I got accused of being an agnostic the other day. I can't even begin to tell you the depths of my despair!

To clarify: I am not now, nor have I ever been in doubt of the existence of God.
He has been the biggest constant in my life. When I have felt I could trust no other, I always knew I could trust Him. When my world has crumbled, when no one could know my secret pain, He has always been there. The few nights in my life where I didn't want to go on living and I felt I had no one to call, He's been the best friend that got me through the night. When my heart's been broken and ripped to shreds by would-be relationships, He's sewn it lovingly back into a crazy patchwork quilt. When my very dreams and successes have fallen flat, He's been the only thing that kept me laughing. When I've felt hideous and exposed to the world, He's given me the power of an ugly, shameful cross. When I've cried I've felt His hand around my shoulder. When I've laughed, He's been the color of the sunshine. When I've danced, He's been my only tune.
There is no one more powerful in my imagination. There is no one more lovely to me in my life. If He were the ocean I would be less than a plankton, and yet He loves me. If He were the world I would be a grain of fine sand and yet He cares for me like a priceless emerald. I can't earn Him, I can't deserve Him, I can't be perfect like Him. But His love reaches wider than east is from west, farther than north is from south, longer than time stretches in my finite mind at its best. Before I existed He loved me. Though I knew not myself, He could have called me by name.
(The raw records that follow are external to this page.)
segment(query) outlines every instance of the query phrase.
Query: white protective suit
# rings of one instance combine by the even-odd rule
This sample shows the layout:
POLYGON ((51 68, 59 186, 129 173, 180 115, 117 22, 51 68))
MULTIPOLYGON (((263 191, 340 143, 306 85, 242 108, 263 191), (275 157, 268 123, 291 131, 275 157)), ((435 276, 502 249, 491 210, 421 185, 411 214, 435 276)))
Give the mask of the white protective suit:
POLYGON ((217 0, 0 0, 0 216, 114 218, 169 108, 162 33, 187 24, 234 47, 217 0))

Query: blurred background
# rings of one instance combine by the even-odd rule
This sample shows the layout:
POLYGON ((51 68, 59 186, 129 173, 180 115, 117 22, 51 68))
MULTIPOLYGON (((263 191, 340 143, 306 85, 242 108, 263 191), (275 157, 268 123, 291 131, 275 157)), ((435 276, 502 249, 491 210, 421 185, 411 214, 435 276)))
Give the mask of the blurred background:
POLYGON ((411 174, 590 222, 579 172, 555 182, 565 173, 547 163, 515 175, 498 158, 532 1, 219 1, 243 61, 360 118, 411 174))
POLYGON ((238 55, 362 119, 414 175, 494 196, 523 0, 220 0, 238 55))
He's never forsaken me, never left me, never abandoned me, never left me empty, or cheated, or lonely, or scared. There has never been a moment in time where He has walked away because He couldn't handle me anymore. His wrath has been unspeakable, but His love has been unquestionable. His call irrevocable, His blessings irrefutable.
When I have been faithless, He has remained faithful. No, I have no doubts that my God is very, very real.